Для меня тут интересны два обстоятельства.
Во-первых, усвоение системы или структуры языка имеет, очевидно, характер некоей «бессознательной абстракции», механизм которой неясен. Я берусь утверждать, что этот детский структурализм невозможно представить ни как результат собственно абстрагирования, ни как следствие социального давления. (Или, во всяком случае, это не то давление, которое позже заставляет принимать поправки к структурно возможному.) Во-вторых, есть явный параллелизм между этим фанатизмом языковой структуры и фанатизмом моральной структуры, который проявляется тогда же и сохраняется в несколько более позднем возрасте.
Ниже я развиваю серию размышлений, которые должны прояснить эти два пункта, может быть, не всегда четко отграничивая их друг от друга, забегая вперед и возвращаясь назад в реинтерпретации.
Итак, я ввел понятие «бессознательная абстракция», но я не знаю, что это такое.

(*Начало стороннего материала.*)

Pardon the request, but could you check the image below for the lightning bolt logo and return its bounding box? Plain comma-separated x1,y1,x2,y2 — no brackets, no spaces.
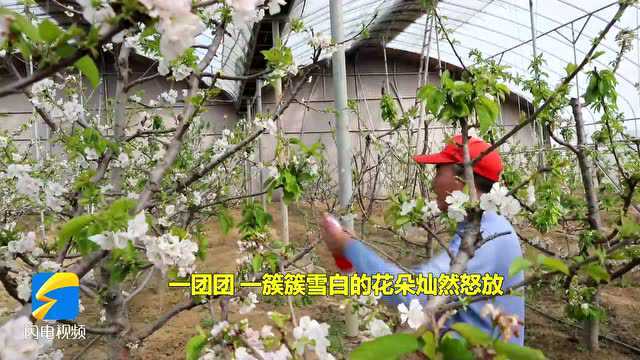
31,272,80,320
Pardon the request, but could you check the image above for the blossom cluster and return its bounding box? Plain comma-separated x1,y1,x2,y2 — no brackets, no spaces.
0,164,64,211
445,190,469,222
293,316,334,360
145,234,198,277
480,183,521,218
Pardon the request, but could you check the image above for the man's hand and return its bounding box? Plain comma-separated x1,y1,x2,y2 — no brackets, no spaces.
322,213,354,255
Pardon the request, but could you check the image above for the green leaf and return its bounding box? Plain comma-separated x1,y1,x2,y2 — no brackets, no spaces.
58,214,94,249
418,84,445,115
12,15,42,42
438,336,474,360
451,323,493,346
350,333,420,360
38,19,63,43
218,207,233,235
509,256,533,278
618,216,640,239
251,254,263,273
73,55,100,87
590,50,604,61
582,263,611,282
538,254,569,275
270,311,289,329
422,331,438,360
475,96,500,134
185,334,207,360
494,340,545,360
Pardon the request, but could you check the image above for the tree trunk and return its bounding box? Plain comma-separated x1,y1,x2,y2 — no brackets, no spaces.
100,43,131,359
571,98,602,351
571,98,602,230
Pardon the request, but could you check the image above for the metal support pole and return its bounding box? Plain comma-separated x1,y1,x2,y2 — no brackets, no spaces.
529,0,544,169
243,100,253,194
329,0,360,337
271,20,289,244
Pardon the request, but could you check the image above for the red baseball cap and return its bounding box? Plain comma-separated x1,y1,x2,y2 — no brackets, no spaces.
413,135,502,181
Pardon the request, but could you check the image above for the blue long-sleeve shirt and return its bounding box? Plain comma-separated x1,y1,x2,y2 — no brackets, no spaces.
344,211,525,345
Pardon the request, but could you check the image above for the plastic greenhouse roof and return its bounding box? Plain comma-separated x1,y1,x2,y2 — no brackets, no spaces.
13,0,640,135
282,0,640,134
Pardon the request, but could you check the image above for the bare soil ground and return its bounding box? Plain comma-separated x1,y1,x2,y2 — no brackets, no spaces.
0,204,640,360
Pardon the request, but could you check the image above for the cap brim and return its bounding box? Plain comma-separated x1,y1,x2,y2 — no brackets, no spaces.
413,153,457,164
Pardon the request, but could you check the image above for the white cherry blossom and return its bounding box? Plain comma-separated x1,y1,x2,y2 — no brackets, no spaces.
238,292,258,315
7,231,36,254
422,200,440,220
445,190,469,222
398,299,427,329
367,319,391,337
227,0,264,24
400,199,416,216
527,182,536,206
480,183,521,218
293,316,334,359
268,0,287,15
211,321,229,338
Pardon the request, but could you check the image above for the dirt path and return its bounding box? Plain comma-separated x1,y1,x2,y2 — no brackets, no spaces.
0,204,640,360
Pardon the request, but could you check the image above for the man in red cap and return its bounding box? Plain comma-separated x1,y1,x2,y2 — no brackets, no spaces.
323,135,524,345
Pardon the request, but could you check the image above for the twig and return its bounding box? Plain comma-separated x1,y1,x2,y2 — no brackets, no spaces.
71,334,102,360
137,300,206,341
472,2,629,165
124,267,155,305
526,304,640,354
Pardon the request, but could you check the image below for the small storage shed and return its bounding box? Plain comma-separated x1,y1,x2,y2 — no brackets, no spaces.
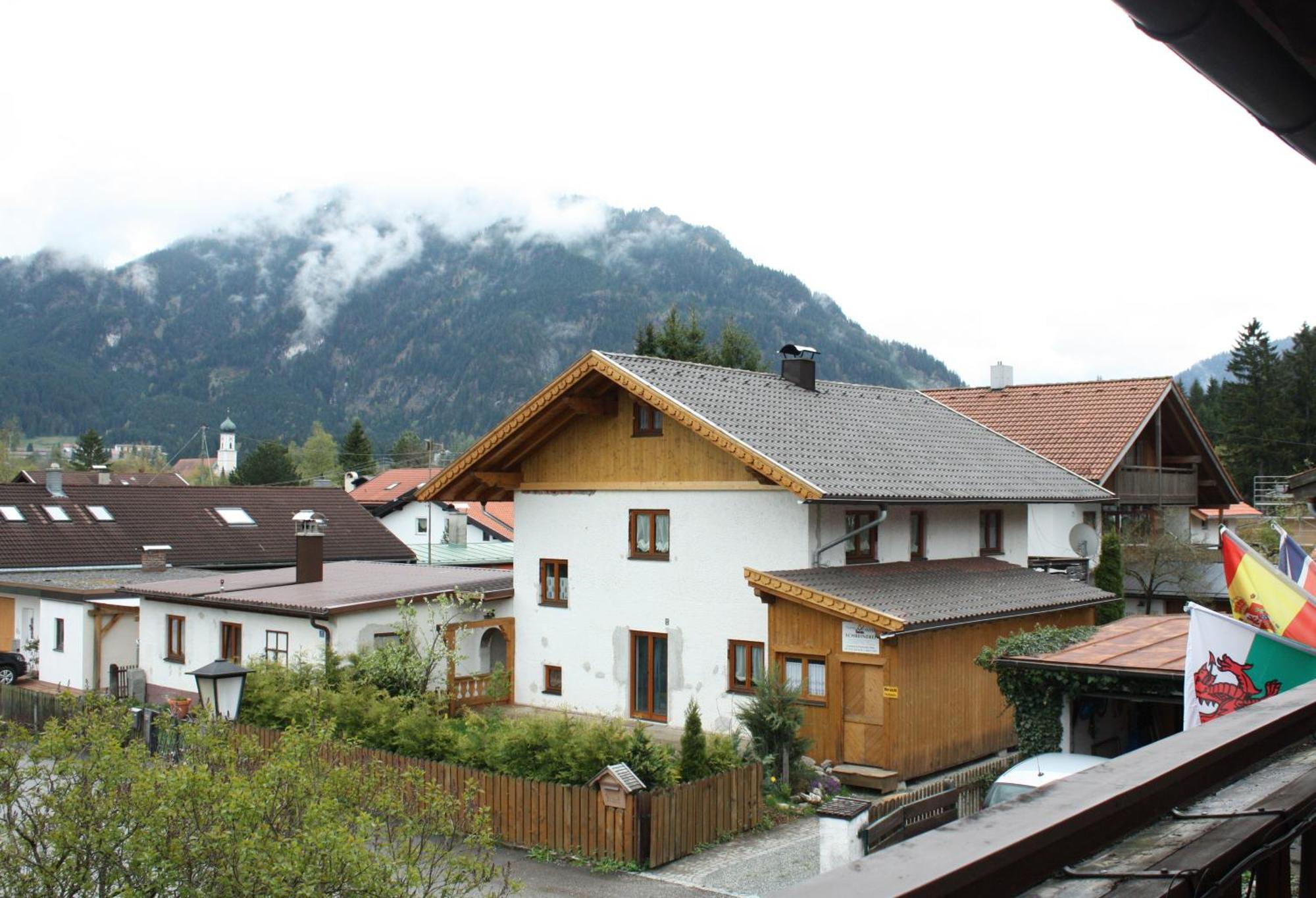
745,557,1113,789
588,764,645,807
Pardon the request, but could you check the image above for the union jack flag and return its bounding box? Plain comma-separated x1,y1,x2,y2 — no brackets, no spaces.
1274,524,1316,593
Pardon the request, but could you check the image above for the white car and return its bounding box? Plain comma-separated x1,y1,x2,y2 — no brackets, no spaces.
983,752,1109,807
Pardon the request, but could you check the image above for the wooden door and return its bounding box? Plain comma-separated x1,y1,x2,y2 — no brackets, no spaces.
0,595,12,652
841,662,887,768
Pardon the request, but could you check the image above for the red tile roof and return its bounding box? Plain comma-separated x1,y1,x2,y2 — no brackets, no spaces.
0,482,416,570
461,502,516,540
924,378,1171,484
349,468,438,506
1001,615,1188,677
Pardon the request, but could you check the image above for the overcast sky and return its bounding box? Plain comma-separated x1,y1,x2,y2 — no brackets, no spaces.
0,0,1316,383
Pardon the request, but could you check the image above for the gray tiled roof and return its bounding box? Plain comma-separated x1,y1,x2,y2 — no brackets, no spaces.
603,353,1111,502
769,559,1115,632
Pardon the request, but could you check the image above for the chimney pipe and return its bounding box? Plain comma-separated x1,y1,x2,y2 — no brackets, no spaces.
142,545,174,574
778,342,819,392
292,509,329,584
46,461,66,499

Инструментом нашей, человеческой абстракции является язык, это было до конца понятно уже Оккаму. Но здесь-то речь идет об абстракции, создающей язык, – непонятно, как языковая практика могла бы применяться для создания в некотором роде самой себя. С другой стороны, это и не та генерализация, которой пользуются животные, ни даже какой-то ее структурный аналог.
Животные способны на некий аналог нашей абстрагирующей деятельности. И странно было бы, если бы они не были способны на это. Организм, который не может с помощью каких-то селективных стратегий упростить реальное многообразие информации, нежизнеспособен. Ни один банан не тождественен в точности предыдущему, но именно поэтому нормальная обезьяна – это та, которая не обращает на это внимания, оставляя значительную часть информации ниже порога различения. Для такой генерализации не нужен язык – это вообще явление того же порядка, что и приспособительное «отражение» среды, осуществленное в самом теле обезьяны или рыбы. Рука обезьяны легко смыкается на более или менее округлой ветке, плохо – на четырехгранном брусе. Это значит, что выживали и оставляли потомство обезьяны с формой кисти, соответствующей лесной, а не индустриальной реальности.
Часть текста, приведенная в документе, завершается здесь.